Figure 4: By sending the SIGUSR1 signal, GNU Parallel shows the currently running jobs, which in this example, are two photos being resized.

For larger image collections, GNU Parallel shows how far the processing has advanced when you use the --progress option. To cancel processing, simply press Ctrl+C or send a TERM signal (e.g., with killall -TERM parallel ). In the latter case, GNU Parallel waits to complete its work first.

Transfer of Ownership

The examples so far have used three colons to separate the commands from the images. As an alternative, you can pass the parameters by using a pipe (line 1 of Listing 1) or by collecting all parameters  – the file names in this case – in a text file (line 2).

Listing 1

Passing Parameters to Parallel via Pipe

01 $ find . -name '*.tif' | parallel mogrify -resize 50%
02 $ parallel -a dateinamen.txt mogrify -resize 50%
03 $ find . -name '*.tif' | parallel -0 mogrify -resize 50%

In both cases, GNU Parallel assumes that each parameter is separated by a newline. GNU Parallel doesn't break a file name containing spaces into separate values but passes it on to Mogrify as one, as it should. However, if someone happened to break a file name entry between lines, you can use the -0 (--null ) option (line 3) to specify separating the parameter values with the null (\0 ) instead of newline (\n ) character.

Building Blocks

In the previous commands Mogrify replaces the original image with a resized one. Better yet, you can save the edited version in a separate preview/ directory:

$ mogrify -resize 50% photo.tif preview/photo.tif

However, here you have the problem that the file name appears twice in the command. You need to tell GNU Parallel not only to append the file name to the mogrify command, but also to put it in a specified location. To do this, you can use the {} placeholder, as used on line 1 in Listing 2.

Listing 2

Using One Parameter in Several Places

01 $ parallel mogrify -write preview/{} -resize 50% {} ::: *.tif
02 $ parallel convert {} {.}.png ::: *.tif

GNU Parallel substitutes the parameter name (in this case the file name) for the curly braces ({} ). This placeholder also has other practical variants. The {.} placeholder drops the file extension, which can be used, for example, with convert to change the resized images into PNG format (line 2). Similarly, the {//} placeholder is replaced by the string with the directory name of the input line.

If no command is passed to GNU Parallel, it assumes that the input line contains the command. You can exploit this feature to feed GNU Parallel a number of different commands:

$ (echo ls; echo pwd) | parallel

By using the echo command, the shell provides the two lines ls and pwd to GNU Parallel to run in parallel (Figure  5).

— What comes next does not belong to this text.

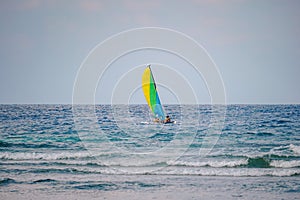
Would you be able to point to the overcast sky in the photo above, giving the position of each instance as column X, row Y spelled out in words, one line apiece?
column 255, row 44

Figure 5: GNU Parallel interprets input as commands.

Big Ones

Not only converting photo collections but processing large files can be a time sink. Here again, GNU Parallel helps. The following command, for example, feeds the large ubuntu.img file to the tool:

cat ubuntu.img | parallel --pipe --recend '' -k gzip >ubuntu.img.gz

By using the --pipe option, GNU Parallel splits the file into 1MB blocks. It then compresses each block – again in parallel – with Gzip. The tool collects all the zipped data blocks, puts them in the correct order (with -k ), and saves them in the ubuntu.img.gz file. It is then easy enough to unzip it again with gzip -d .

The --recend option stands for "record end," and you can use it to specify the end of a data block. Without this option, GNU Parallel looks for newlines to split the data into new records. The example above splits the data into 1MB blocks, which are then passed to Gzip. The repeated single quote (' ' ) supersede the default --recend behavior.

Other large files can be processed in parallel in the same way . The documentation also shows how to sort a big file in parallel [4].

Compressing with Gzip incidentally has a minor flaw. Because GNU Parallel works on blocks, the archiver might not see the whole file and, therefore, might not be able to compress it efficiently. The difference depends on the data to be compressed.

Caught in the Net

If you are still not convinced about how awesome parallel processing is, you can also use GNU Parallel over networked computers. With the use of this feature, you can get another number cruncher to resize your vacation photos. To make this work, you need to access the remote computer via SSH without a password (e.g., ssh-agent [5]).

Moreover, Rsync needs to be installed along with GNU Parallel on the remote computer. Rsync is used for data transfer, whereas GNU Parallel determines the number of processors. For example,

$ parallel --sshlogin 192.168.1.11,192.168.1.12 'hostname; echo' ::: 1 2

checks to see whether GNU Parallel can access the computers with IP addresses 192.168.1.11 and 192.168.1.12. GNU Parallel logs in to both computers via SSH, starts the hostname program, and returns the results (Figure 6). The echo command provides a bit of help to GNU Parallel, in that hostname doesn't take any of the parameters that you place after the three colons.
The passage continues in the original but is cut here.